Stephen Shankland (CNET News.com)2005年02月04日 13時39分

 カリフォルニア州サンタクララ発--Sun MicrosystemsとArchipelago Holdingsは、企業が計算処理能力を売買できる電子取引所をつくる計画を進めている。Sunでは計算処理能力が本物のコモディティになるというビジョンを掲げており、この動きがその実現に向けた一歩になることを期待している。

 Sunは、いずれは顧客が自社でインフラを構築しなくなり、代わりにユーティリティコンピューティングサービスに特化した企業から計算処理能力を購入するようになる、と考えている。新しい取引所は、このような処理能力を購入しやすくすることを目指したものだ。
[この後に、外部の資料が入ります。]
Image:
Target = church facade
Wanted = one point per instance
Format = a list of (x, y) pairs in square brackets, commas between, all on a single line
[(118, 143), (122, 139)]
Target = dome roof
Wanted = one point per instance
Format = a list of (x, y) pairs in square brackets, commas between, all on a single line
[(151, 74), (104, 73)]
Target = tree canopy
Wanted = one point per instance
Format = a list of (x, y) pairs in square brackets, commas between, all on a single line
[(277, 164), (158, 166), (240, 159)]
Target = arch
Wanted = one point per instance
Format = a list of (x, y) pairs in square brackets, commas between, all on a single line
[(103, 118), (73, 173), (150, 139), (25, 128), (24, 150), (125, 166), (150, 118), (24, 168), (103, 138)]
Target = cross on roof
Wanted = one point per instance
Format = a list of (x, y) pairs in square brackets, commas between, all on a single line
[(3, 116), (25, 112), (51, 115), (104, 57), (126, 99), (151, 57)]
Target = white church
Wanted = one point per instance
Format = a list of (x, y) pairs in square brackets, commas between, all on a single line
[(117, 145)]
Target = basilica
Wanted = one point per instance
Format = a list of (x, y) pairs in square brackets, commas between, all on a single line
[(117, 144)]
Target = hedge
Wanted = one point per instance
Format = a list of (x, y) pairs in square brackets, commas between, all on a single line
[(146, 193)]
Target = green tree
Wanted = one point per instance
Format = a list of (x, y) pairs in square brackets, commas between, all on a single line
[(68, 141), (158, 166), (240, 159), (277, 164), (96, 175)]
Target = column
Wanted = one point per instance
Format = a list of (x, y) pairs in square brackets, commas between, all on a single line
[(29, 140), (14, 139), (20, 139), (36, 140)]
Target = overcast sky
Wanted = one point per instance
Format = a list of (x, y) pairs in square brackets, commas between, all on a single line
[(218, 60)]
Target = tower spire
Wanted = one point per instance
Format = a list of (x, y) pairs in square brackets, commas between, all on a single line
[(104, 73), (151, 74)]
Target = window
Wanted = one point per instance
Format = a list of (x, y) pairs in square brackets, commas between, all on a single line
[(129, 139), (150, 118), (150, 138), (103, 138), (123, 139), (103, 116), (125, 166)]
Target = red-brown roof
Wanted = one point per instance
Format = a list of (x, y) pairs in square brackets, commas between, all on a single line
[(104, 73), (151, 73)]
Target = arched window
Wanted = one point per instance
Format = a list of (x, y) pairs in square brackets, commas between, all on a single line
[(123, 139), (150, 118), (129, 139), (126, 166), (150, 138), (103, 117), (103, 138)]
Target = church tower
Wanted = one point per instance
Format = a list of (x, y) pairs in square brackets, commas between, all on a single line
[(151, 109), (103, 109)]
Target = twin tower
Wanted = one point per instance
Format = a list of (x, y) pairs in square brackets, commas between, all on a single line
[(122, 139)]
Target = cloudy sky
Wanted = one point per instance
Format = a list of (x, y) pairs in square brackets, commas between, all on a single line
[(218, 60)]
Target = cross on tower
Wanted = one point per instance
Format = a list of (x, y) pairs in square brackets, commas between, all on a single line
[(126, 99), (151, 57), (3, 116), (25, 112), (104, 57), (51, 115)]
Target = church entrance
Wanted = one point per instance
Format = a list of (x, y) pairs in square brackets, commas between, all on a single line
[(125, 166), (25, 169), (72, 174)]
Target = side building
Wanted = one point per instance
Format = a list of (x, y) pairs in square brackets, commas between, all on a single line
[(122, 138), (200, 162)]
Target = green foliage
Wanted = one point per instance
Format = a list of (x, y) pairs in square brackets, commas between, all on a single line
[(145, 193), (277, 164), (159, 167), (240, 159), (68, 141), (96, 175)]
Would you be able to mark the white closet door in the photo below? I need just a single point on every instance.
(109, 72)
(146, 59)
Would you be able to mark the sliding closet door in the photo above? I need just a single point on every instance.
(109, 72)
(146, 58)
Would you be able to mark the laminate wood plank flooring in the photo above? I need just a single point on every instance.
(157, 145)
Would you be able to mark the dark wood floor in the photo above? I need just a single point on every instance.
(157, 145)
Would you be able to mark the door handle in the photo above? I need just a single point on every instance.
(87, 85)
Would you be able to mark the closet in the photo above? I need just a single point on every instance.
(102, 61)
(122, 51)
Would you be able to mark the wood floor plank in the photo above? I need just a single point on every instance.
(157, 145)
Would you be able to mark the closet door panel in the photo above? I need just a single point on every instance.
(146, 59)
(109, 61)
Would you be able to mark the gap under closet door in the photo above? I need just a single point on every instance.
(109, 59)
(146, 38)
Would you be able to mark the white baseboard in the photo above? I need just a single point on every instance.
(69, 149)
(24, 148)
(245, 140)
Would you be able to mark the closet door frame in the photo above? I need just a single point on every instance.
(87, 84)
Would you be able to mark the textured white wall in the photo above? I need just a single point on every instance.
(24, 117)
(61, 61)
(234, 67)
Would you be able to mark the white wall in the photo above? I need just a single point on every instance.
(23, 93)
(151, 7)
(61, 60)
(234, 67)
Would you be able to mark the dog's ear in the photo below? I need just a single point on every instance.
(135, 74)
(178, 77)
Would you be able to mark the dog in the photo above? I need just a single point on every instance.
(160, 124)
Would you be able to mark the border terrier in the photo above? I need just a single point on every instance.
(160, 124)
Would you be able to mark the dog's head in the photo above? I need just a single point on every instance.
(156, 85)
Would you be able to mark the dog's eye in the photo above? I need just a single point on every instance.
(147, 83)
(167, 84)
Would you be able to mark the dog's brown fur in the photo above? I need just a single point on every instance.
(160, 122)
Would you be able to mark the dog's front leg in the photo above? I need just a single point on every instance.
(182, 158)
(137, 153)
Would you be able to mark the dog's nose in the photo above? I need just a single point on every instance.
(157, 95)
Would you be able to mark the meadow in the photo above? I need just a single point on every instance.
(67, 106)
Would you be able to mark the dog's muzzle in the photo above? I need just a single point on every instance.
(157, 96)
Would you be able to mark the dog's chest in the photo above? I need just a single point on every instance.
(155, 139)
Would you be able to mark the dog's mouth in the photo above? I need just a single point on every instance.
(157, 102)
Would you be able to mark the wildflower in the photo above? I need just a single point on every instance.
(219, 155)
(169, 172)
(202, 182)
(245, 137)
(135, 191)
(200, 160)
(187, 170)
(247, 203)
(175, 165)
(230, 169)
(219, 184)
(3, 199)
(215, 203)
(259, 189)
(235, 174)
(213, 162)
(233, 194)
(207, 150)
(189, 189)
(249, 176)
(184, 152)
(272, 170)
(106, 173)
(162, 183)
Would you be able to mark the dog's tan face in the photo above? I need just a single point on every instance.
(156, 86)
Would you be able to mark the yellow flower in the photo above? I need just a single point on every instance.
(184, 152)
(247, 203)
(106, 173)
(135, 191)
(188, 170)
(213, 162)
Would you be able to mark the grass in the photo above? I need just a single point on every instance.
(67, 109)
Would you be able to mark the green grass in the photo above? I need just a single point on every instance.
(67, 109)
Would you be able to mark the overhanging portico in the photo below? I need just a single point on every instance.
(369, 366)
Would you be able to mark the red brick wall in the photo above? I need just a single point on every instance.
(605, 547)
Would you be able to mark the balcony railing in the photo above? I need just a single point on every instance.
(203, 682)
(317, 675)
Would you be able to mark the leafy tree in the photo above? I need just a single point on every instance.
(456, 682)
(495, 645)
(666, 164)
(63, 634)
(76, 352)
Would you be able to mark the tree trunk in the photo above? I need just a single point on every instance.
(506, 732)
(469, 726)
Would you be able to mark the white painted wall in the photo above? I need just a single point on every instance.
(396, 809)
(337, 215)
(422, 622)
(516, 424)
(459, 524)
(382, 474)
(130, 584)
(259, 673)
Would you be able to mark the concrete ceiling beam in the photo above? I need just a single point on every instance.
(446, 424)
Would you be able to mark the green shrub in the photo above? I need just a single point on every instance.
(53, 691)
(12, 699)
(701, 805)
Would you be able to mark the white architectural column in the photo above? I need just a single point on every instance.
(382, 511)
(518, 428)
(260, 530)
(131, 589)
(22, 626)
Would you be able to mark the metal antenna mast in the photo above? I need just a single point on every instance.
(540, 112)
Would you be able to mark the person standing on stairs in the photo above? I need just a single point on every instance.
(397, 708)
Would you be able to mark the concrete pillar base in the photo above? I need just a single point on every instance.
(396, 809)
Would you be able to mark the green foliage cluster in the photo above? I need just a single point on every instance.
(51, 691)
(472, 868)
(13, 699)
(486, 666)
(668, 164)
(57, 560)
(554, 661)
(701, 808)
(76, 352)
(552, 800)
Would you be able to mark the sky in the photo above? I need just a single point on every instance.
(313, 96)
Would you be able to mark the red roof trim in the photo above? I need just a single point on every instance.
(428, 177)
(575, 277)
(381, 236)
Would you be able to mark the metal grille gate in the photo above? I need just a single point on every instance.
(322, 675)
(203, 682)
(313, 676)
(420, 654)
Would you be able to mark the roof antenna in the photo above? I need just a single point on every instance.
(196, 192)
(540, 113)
 SunのRobert Youngjohns(戦略開発および財務担当エグゼクティブバイスプレジデント)は、「ユーティリティの利用を突きつめると、売買可能という点に行き当たる」と語った。同社は、計算処理能力を利用したい顧客が「開かれた市場でそれを自由に購入できる」ような手段を講じたかったという。

 Sunは今週、得意客に対して計算処理サービスを1台あたり1時間1ドルで提供開始し、SunのSolaris OSとAdvanced Micro Devices(AMD)のOpteronプロセッサを搭載した大量のマシン上で、金融シミュレーションなどのプログラムを動かせるようにした。規模の小さい顧客も、このSun Gridを今年中には利用できるようになる、とSunは語っている。

 Youngjohnsによると、いずれは市場が料金を決める形にしたいというのがSunの考えだという。電子取引所技術を提供するArchipelagoとの提携はこのための布石となる。Sunの予想では、この取引所は今年半ばまでには開設できる、とYoungjohnsは語っている。

 計算処理能力を公開市場で売買できることは、サービスの商品化に役立つ、とSunは考えている。当初のサプライヤーはSunだけだが、Youngjohnsはまずビジネスパートナー各社が、そして将来的には計算処理能力に余剰がある企業各社が追従してくる、と見込んでいる。

 顧客が計算処理能力を売買できれば、原油や豚肉といった従来の商品市場の特色と同じ動きが生まれてくる、とSunは予想している。

 「これがコモディティとして売買されるようになる。買い占めの動きが出てくるかもしれない」とYoungjohnsは述べ、たとえばFRB議長のAlan Greenspanが最新の経済観測を示すと、500人のトレーダーが即座にリスクを分析して、市況商品のトレーダーがユーティリティコンピューティング商品の需要増を当て込む、といったことになるかもしれない、と説明した。

 Sunは1基のプロセッサが1時間に処理できる作業量をCPU/時とし、これを計算処理能力の単位として採用している。だが、この単位は典型的な商品と特性が異なる部分がある。牛乳、無鉛ガソリン、24金といった商品の大半は、サプライヤーの違いに依存せず、たいていは全く同じ画一的なものとなっている。

 それに比べ、SunのいうCPU/時は一般的とは言い難い。プロセッサのなかには、他と比べて強力なものもあれば、そうでないものも存在し、また他よりも強力なシステムに搭載されたものもある。なかには高速なネットワークに接続され、顧客が容易に利用できるコンピュータもある一方で、インターネット上でもアクセスし難い端のほうに置かれたマシンもある。さらにCPU/時はSolaris x86を前提にしているため、WindowsやLinuxを利用したいと考える顧客が関心を示す可能性は限られている。

この記事は海外CNET Networks発のニュースをCNET Japanが日本向けに編集したものです。